Simply put, administrators want to do what they can to cull whatever violence could grow in their schools.

This is a laudable goal, but banning major parts of Halloween costumes approaches it the wrong way and threatens to diminish a hallmark of the childhood experience: fantastic dress-up and imaginative dreams.

More importantly, there’s no empirical evidence to suggest that the absence of Power Ranger lasers and plastic Ninja blades on one particular day of the school year greatly reduces the chance that a school shooting will occur.

There’s also no evidence that the presence of toy weapons on Halloween creates irremediable rifts in young psyches that become pathological and lead some to carry out school shootings.

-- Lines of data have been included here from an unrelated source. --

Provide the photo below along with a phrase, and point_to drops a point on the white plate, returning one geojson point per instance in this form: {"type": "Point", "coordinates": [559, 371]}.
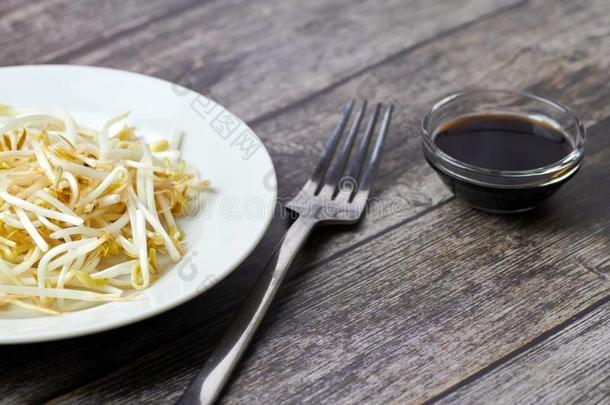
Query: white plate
{"type": "Point", "coordinates": [233, 218]}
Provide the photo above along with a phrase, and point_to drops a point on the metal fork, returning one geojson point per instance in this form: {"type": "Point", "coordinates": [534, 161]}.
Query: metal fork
{"type": "Point", "coordinates": [336, 193]}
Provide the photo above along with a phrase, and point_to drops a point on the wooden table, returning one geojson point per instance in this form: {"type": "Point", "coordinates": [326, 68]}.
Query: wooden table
{"type": "Point", "coordinates": [426, 299]}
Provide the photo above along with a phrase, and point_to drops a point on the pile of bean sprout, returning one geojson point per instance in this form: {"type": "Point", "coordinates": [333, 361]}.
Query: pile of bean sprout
{"type": "Point", "coordinates": [84, 212]}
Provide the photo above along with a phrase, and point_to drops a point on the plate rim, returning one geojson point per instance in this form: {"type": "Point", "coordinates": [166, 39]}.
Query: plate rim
{"type": "Point", "coordinates": [47, 336]}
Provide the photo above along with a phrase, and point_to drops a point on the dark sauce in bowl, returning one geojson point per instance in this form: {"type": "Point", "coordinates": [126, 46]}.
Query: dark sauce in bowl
{"type": "Point", "coordinates": [500, 162]}
{"type": "Point", "coordinates": [502, 142]}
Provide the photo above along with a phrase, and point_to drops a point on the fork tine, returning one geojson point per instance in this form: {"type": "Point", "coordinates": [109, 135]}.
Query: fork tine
{"type": "Point", "coordinates": [370, 170]}
{"type": "Point", "coordinates": [355, 166]}
{"type": "Point", "coordinates": [333, 175]}
{"type": "Point", "coordinates": [329, 149]}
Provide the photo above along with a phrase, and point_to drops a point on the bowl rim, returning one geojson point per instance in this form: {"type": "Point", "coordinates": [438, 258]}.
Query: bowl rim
{"type": "Point", "coordinates": [568, 162]}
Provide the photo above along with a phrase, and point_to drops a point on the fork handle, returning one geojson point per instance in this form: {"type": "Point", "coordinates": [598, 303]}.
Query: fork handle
{"type": "Point", "coordinates": [208, 384]}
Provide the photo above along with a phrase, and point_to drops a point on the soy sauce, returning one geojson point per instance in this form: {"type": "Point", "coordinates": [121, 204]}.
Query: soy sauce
{"type": "Point", "coordinates": [502, 142]}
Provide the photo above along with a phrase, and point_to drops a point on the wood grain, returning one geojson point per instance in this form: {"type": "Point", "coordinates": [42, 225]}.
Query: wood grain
{"type": "Point", "coordinates": [257, 57]}
{"type": "Point", "coordinates": [42, 31]}
{"type": "Point", "coordinates": [572, 367]}
{"type": "Point", "coordinates": [456, 49]}
{"type": "Point", "coordinates": [406, 316]}
{"type": "Point", "coordinates": [410, 317]}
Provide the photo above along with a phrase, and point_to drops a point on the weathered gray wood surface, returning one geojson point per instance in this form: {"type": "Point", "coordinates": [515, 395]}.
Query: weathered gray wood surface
{"type": "Point", "coordinates": [425, 299]}
{"type": "Point", "coordinates": [569, 367]}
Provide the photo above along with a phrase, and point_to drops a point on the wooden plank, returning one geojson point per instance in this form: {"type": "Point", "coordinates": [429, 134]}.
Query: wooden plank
{"type": "Point", "coordinates": [565, 65]}
{"type": "Point", "coordinates": [404, 317]}
{"type": "Point", "coordinates": [41, 31]}
{"type": "Point", "coordinates": [572, 367]}
{"type": "Point", "coordinates": [424, 76]}
{"type": "Point", "coordinates": [256, 57]}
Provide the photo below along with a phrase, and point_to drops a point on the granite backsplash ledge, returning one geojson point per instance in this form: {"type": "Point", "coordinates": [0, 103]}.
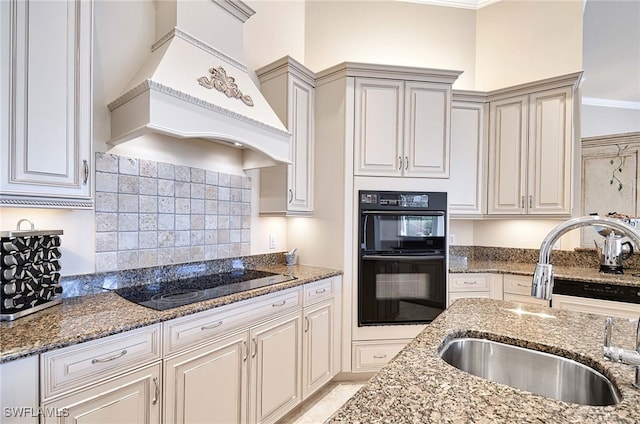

There are also many people in America who play with toy weapons when they are children, relish first-person shooter games when they are adolescents and even take interest in marksmanship when they are teens – and don’t go on murderous rampages. The correlation between the presence of real or fake weapons to real life violence is weak.

A generation of electronic Duck-Hunters, to give an example, didn’t create a generation of Dylan Klebolds or Eric Harrises.

Granted, it would make sense if toy weapons that could be mistaken for real weapons, like metal or metallic toy guns, were banned from schools, because they could confuse law enforcement and result in a deadly situation.

A light saber or plastic nunchucks, on the other hand, cannot; hence administrators should permit blatantly artificial “weapons” that are Halloween costume accessories in schools.

Otherwise, Halloween will be a lot less of a treat and more of a disappointing trick for children.